The Forum


Thursday, April 23, 2009 11:50 a.m.

Blair Gardner: Learning to teach, online

Blair Gardner, a junior majoring in information technology, explains why GW’s Graduate School of Education and Human Development should take inspiration from University of Southern California’s MAT@USC program.

“It is clearly time to consider new options for educating, training and preparing future teachers. This country needs to employ a new generation of learners, wherever they are. The teacher shortage coupled with the current economic crisis makes a great case for the possibilities of an online degree program, especially for those of us entirely new to teaching.”

  • A Friend

    blairbear why you always be hustling??

  • tom

    Back in 1995, in a rather passionate discussion with a few science teachers in a tier 1 research university, this exact subject, of online education of teachers or even course content, excited vehement debate over lunch. It will be a significant component of future education, so let’s do it well.

  • Jonathan Stevens

    Please do not be mislead. A Masters degree and a Teaching Credential are different. One does not necessarily lead to the other and having a stand alone MA does not qualify one to teach, at least in California public schools.
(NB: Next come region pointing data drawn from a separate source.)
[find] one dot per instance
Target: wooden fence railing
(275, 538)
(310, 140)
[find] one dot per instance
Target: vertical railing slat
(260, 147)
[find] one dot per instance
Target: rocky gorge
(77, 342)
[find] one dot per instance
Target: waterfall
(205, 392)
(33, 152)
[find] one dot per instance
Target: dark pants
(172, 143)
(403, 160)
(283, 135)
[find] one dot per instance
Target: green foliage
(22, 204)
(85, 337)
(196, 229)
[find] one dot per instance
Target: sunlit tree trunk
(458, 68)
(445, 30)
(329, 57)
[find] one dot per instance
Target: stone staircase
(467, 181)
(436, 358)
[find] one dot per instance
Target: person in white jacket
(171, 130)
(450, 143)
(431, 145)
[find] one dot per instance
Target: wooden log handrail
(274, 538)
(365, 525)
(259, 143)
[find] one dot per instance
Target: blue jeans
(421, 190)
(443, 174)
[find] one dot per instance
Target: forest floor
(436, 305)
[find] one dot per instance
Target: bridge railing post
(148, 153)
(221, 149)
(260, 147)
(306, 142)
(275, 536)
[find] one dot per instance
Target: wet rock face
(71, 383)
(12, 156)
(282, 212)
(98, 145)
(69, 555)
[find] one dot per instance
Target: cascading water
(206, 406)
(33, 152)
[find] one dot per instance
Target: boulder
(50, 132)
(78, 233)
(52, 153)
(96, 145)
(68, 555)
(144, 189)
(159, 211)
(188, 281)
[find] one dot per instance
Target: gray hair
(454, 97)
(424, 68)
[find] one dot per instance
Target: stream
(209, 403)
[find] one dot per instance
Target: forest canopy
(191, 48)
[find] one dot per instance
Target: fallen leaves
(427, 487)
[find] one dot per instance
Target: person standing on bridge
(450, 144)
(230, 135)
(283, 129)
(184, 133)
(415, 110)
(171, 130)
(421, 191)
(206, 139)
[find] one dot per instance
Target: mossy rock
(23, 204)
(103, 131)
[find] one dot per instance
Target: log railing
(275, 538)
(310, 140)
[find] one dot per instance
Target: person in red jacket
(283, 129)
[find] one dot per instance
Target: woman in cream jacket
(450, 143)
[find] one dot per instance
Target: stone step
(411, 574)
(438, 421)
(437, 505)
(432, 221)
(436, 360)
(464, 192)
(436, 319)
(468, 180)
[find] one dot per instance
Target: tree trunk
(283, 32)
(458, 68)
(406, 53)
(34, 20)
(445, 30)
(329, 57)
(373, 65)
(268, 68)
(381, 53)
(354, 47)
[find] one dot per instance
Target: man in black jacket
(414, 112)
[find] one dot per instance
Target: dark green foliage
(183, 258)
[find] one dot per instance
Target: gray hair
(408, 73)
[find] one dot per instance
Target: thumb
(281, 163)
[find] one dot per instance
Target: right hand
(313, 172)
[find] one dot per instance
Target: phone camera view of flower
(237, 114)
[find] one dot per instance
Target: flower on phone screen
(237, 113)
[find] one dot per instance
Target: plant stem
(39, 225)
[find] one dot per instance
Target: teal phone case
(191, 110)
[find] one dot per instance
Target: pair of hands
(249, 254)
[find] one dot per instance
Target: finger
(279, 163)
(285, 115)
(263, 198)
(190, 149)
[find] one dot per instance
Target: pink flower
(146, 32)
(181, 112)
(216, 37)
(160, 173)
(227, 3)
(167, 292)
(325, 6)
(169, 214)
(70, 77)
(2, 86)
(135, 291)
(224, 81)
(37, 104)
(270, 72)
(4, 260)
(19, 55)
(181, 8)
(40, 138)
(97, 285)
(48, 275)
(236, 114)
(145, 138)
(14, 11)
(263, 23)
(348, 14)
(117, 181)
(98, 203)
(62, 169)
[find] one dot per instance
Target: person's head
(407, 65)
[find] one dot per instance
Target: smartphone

An educational program that leads to the Ca. Preliminary Credential can not be taken online. The “hands on” component (student teaching) must be completed before you can apply for your preliminary credential unless you are in a sanctioned Intern program or already credentialed.

  • Blair

    This is true, Jonathan. The program also includes a student placement program that places students into schools close to where they live to allow them in class experience. Counselors guide each student through their state specific certification process.